I can give you some bird's nest ferns.

Yas Jayson said...

Mugen,

If I have woken up early today, we could have met. Interestingly, I went to the same spots. Monasterio, Q. Ave.

Here's a suggestion for you. Listen to the nuns' sweet voices as they raise their prayers through lauds. Sometimes, it is when we listen that we begin to believe and like Elijah in the mountain forsaking God, he had experienced him not in a fire or earthquake but in a tiny whispering wind.

It is not the eyes that validates faith. And God knows your reasons.

Isa pa: Baabaa. Weird that M calls me that too so I guess it's sweet.

Cheers, Mugen.

Mugen said...

Doc Nong:

Thank you Doc. Like I said, when I get to raise the plants here at home (the ones that endured the drought and neglect) I'll ask for that Bird's Nest Fern of yours.

Yas:

Doesn't matter. What's important is that we learn there's another. :) Sayang, we could have bumped into each other. Hehe. As for the nuns, never heard them sing yet. Sa Pink Sisters ako na spellbind ng mga madre. Their voices. Ugh. :) One day, when I learn the hour of the day when they sing, I'll drop by for a visit. :)

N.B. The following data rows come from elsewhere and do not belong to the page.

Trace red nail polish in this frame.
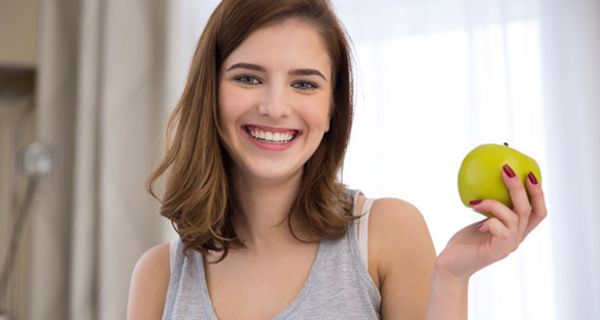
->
[502,164,516,178]
[527,172,538,184]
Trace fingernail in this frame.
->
[527,172,538,184]
[469,200,481,206]
[502,164,516,178]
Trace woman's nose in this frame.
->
[258,85,290,119]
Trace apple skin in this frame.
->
[458,143,542,217]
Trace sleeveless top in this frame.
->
[162,190,381,320]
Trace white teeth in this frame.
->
[247,129,294,143]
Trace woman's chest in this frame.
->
[205,245,317,320]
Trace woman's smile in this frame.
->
[219,19,332,181]
[242,125,302,151]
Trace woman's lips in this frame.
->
[243,125,302,151]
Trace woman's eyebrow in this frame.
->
[288,69,327,81]
[227,62,327,81]
[227,62,267,72]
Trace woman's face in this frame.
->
[219,19,332,185]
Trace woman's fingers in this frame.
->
[502,164,532,240]
[471,199,519,232]
[523,172,548,237]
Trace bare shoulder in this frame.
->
[369,198,436,319]
[127,242,171,320]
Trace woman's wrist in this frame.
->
[427,259,470,320]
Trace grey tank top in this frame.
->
[162,190,381,320]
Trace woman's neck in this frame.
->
[233,171,310,252]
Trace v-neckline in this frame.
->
[199,240,324,320]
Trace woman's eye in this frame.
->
[292,81,319,90]
[235,76,260,84]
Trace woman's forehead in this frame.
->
[222,19,331,74]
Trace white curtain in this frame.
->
[334,0,600,319]
[31,0,600,319]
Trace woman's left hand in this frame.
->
[436,165,547,281]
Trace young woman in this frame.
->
[128,0,546,319]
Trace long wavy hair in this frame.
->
[147,0,354,261]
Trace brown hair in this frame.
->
[147,0,354,261]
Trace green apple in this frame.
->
[458,143,542,217]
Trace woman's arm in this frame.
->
[368,199,435,319]
[376,165,546,320]
[127,243,170,320]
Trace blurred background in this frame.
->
[0,0,600,320]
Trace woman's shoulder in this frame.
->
[369,198,435,318]
[127,242,171,319]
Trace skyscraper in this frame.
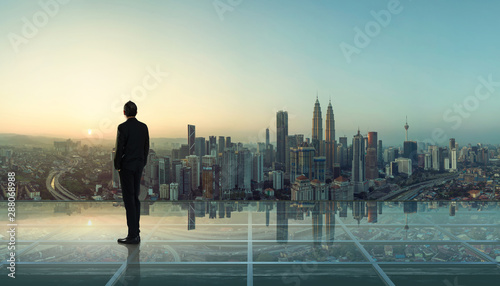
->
[312,96,323,156]
[252,152,264,184]
[290,147,316,182]
[276,110,288,170]
[194,137,206,161]
[111,148,121,188]
[404,116,410,141]
[186,155,200,190]
[403,141,418,166]
[266,127,269,149]
[219,136,226,153]
[365,132,378,180]
[237,150,253,192]
[325,101,336,173]
[158,156,170,185]
[351,130,365,194]
[221,150,237,191]
[207,136,217,156]
[339,136,350,168]
[377,140,384,168]
[188,124,196,155]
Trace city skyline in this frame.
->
[0,0,500,146]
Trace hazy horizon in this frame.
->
[0,0,500,146]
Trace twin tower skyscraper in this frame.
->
[311,96,336,172]
[276,96,336,174]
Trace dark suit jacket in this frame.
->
[114,117,149,171]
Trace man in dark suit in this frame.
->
[114,101,149,244]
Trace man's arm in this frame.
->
[114,126,125,170]
[144,125,149,167]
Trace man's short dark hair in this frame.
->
[123,101,137,116]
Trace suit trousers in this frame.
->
[119,168,142,237]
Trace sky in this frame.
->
[0,0,500,146]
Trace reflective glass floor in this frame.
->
[0,201,500,286]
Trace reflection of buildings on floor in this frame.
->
[0,201,500,286]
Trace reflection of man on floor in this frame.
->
[119,244,141,286]
[114,101,149,244]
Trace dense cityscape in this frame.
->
[0,98,500,201]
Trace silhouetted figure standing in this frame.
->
[114,101,149,244]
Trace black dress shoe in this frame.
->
[118,236,141,244]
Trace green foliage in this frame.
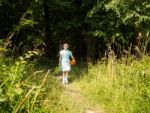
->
[78,56,150,113]
[0,54,62,113]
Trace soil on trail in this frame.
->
[56,76,105,113]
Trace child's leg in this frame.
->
[65,71,69,84]
[63,71,66,84]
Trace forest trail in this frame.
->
[56,76,105,113]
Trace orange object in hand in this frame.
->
[70,59,76,65]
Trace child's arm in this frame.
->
[70,51,75,59]
[59,52,62,65]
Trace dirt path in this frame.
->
[56,76,104,113]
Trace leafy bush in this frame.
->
[0,57,62,113]
[79,57,150,113]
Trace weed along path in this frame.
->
[56,76,105,113]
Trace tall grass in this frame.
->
[78,57,150,113]
[0,57,62,113]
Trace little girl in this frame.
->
[59,43,74,84]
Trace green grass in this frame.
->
[0,56,150,113]
[77,57,150,113]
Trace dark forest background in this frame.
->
[0,0,150,61]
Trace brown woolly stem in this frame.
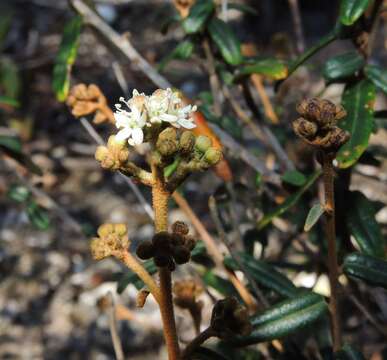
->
[182,326,216,359]
[152,165,180,360]
[116,250,161,304]
[323,153,342,351]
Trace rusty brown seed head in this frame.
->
[90,224,129,260]
[293,98,349,153]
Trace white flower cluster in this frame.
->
[114,89,196,146]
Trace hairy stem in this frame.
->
[182,327,215,359]
[152,165,180,360]
[323,154,341,351]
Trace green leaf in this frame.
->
[52,16,82,101]
[236,59,288,80]
[281,170,307,186]
[323,51,365,82]
[343,253,387,289]
[7,184,31,203]
[26,200,50,230]
[335,344,365,360]
[182,0,215,34]
[224,253,299,297]
[304,203,325,231]
[257,170,321,230]
[227,3,258,15]
[0,135,43,176]
[346,191,385,257]
[364,65,387,94]
[339,0,370,26]
[238,292,328,345]
[117,259,157,294]
[0,95,19,107]
[158,40,195,71]
[208,18,243,65]
[336,79,375,168]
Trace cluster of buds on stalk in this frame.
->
[136,221,196,271]
[211,297,252,339]
[293,98,350,154]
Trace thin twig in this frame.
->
[107,291,125,360]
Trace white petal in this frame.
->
[178,119,196,129]
[132,128,144,145]
[116,128,132,141]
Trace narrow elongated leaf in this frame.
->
[208,18,243,65]
[52,16,82,101]
[225,253,299,297]
[281,170,307,186]
[343,253,387,289]
[304,203,324,231]
[346,191,386,257]
[323,51,365,81]
[335,344,365,360]
[237,292,328,345]
[182,0,215,34]
[337,79,375,168]
[236,59,288,80]
[257,170,321,230]
[339,0,370,26]
[364,65,387,94]
[26,200,50,230]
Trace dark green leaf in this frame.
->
[323,51,365,81]
[182,0,215,34]
[52,16,82,101]
[227,3,258,15]
[346,191,385,257]
[237,59,288,80]
[343,253,387,289]
[7,184,31,203]
[304,203,325,231]
[364,65,387,94]
[225,253,299,297]
[26,200,50,230]
[158,40,194,71]
[238,292,328,345]
[257,170,321,230]
[208,18,243,65]
[281,170,307,186]
[335,344,365,360]
[339,0,370,26]
[337,80,375,168]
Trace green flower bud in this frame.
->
[195,135,212,153]
[204,148,222,165]
[179,130,196,154]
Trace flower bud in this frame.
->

Cheers Yas. Regards to Mister M. :)

Jeffrey Ricafrente said...

Nice read ha. It's been awhile since I last read your blogs. btw, until when yung fries? hehe

ZaiZai said...

good luck with the Eden project! Perfect timing to start it on this rainy season.

nagcrave ako sa champ!

MEcoy said...

daybreak is so refreshing you can see the world as it start a new battle
i remember my school days for that

Mugen said...

Mecoy:

Yup, school rin ang naalala ko. How I wish I'm in high school again. Or puwede rin college. hehe.

Zai:

Hindi pa siya official project. I haven't proven anything yet eh. :)

Jeffrey:

Thanks for dropping by. Wala akong idea about the fries. Hindi rin siya well-promoted, I think. :(

sin at work said...

good luck on your Eden project!
inggit ako sa fries!!!!!!!!!! *looking up jollibee's number* ahahaha nooooooooo!!!!!! gotta. resist. temptation!!!!!! :D
anyway i didn't know that there's a seedling bank foundation on EDSA corner q ave. meron pala hihi
and just like you i find daybreaks very nice to look at. aside sa gusto ko ang kulay ng sky, eh this is usually the time na tulog pa din ako, so it's very rare talaga for me to see it. unless di ako makatulog and abutin na ng ganung mga oras.